Schlüsselwörter plättchenreiches Plasma (PRP) - assistierte Reproduktionstechnologie - randomisierte
kontrollierte Studien (RCTs)
Keywords platelet-rich plasma (PRP) - assisted reproductive technology - randomized controlled
trials (RCTs)
Introduction
Infertility is defined as failure to achieve a successful pregnancy after at least
1 year of regular and unprotected intercourse, and its prevalence ranges between 9%
and 18% among the
general population [1 ]. Despite recent advancements in the field of assisted reproduction technology (ART),
it is challenging to promote
embryo implantation and prevent abortion.

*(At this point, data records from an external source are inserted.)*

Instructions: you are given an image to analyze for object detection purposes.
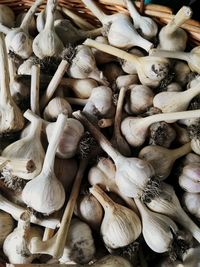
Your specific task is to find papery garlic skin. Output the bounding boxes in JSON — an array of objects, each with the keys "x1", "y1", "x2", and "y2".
[
  {"x1": 46, "y1": 118, "x2": 84, "y2": 159},
  {"x1": 183, "y1": 192, "x2": 200, "y2": 219},
  {"x1": 83, "y1": 86, "x2": 114, "y2": 119},
  {"x1": 59, "y1": 219, "x2": 96, "y2": 264},
  {"x1": 22, "y1": 114, "x2": 67, "y2": 215},
  {"x1": 179, "y1": 163, "x2": 200, "y2": 193},
  {"x1": 136, "y1": 200, "x2": 178, "y2": 253},
  {"x1": 0, "y1": 4, "x2": 15, "y2": 28},
  {"x1": 0, "y1": 213, "x2": 14, "y2": 247},
  {"x1": 91, "y1": 255, "x2": 135, "y2": 267}
]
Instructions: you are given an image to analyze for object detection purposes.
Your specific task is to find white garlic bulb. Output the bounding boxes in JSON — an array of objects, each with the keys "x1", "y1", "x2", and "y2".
[
  {"x1": 183, "y1": 192, "x2": 200, "y2": 219},
  {"x1": 0, "y1": 213, "x2": 14, "y2": 247},
  {"x1": 59, "y1": 219, "x2": 96, "y2": 264}
]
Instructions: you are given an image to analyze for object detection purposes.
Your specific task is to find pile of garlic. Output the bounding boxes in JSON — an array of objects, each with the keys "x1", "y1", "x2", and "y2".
[{"x1": 0, "y1": 0, "x2": 200, "y2": 267}]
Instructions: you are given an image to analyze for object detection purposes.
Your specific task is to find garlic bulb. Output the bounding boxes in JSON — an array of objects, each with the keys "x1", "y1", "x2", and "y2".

A thin endometrium, poor endometrial receptivity,
embryo defects, and abnormal cross-talk between the endometrium and embryo are the
main reasons for
recurrent implantation failure (RIF) and recurrent pregnancy loss (RPL) [2 ]
[3 ].
Endometrial quality is of paramount importance for successful embryo implantation
[4 ].
A large number of individuals suffer from infertility; thus, methods such as the use
of vaginal sildenafil, endometrial scratching, the intrauterine administration of
granulocyte
colony-stimulating factor or stem cells, blastocyst-assisted hatching and pre-implantation
genetic diagnosis for aneuploidy, high-dose estrogen therapy, and treatment of thin
endometrium have
been proposed to improve the pregnancy outcomes in couples with implantation defects
and pregnancy failure [5 ]
[6 ]
[7 ]
[8 ]. However, these treatments
do not help to improve the endometrial thickness and/or quality in the affected women.
Therefore, a safer and more effective treatment method that can improve the pregnancy
outcomes of couples
with implantation defects and pregnancy failure is warranted.
Increasing evidence shows that intrauterine infusion of autologous platelet-rich plasma
(PRP) is a novel potential method for treating thin endometrium via ART [9 ]
[10 ]. PRP, also known as autologous conditioned plasma, is prepared by centrifuging
patients’ peripheral blood samples and comprises high numbers of platelets [11 ]. A growing body of evidence suggests that platelets
contain numerous proteins; several growth factors (GFs); and cytokines such as platelet-derived
GF (PDGF), vascular endothelial GF (VEGF), transforming GF-β1 (TGF-β1), and anti-inflammatory
cytokines [12 ]. These molecules are released upon activation and contribute to cell proliferation,
migration, differentiation,
chemotaxis, angiogenesis, and anti-inflammatory properties, resulting in improved
endometrial growth and receptivity [7 ]
[10 ]. PRP may thus be a novel treatment for women with a thin endometrium [9 ]. Moreover,
Russell et al. [4 ] reported the effectiveness of PRP in inducing endometrial growth.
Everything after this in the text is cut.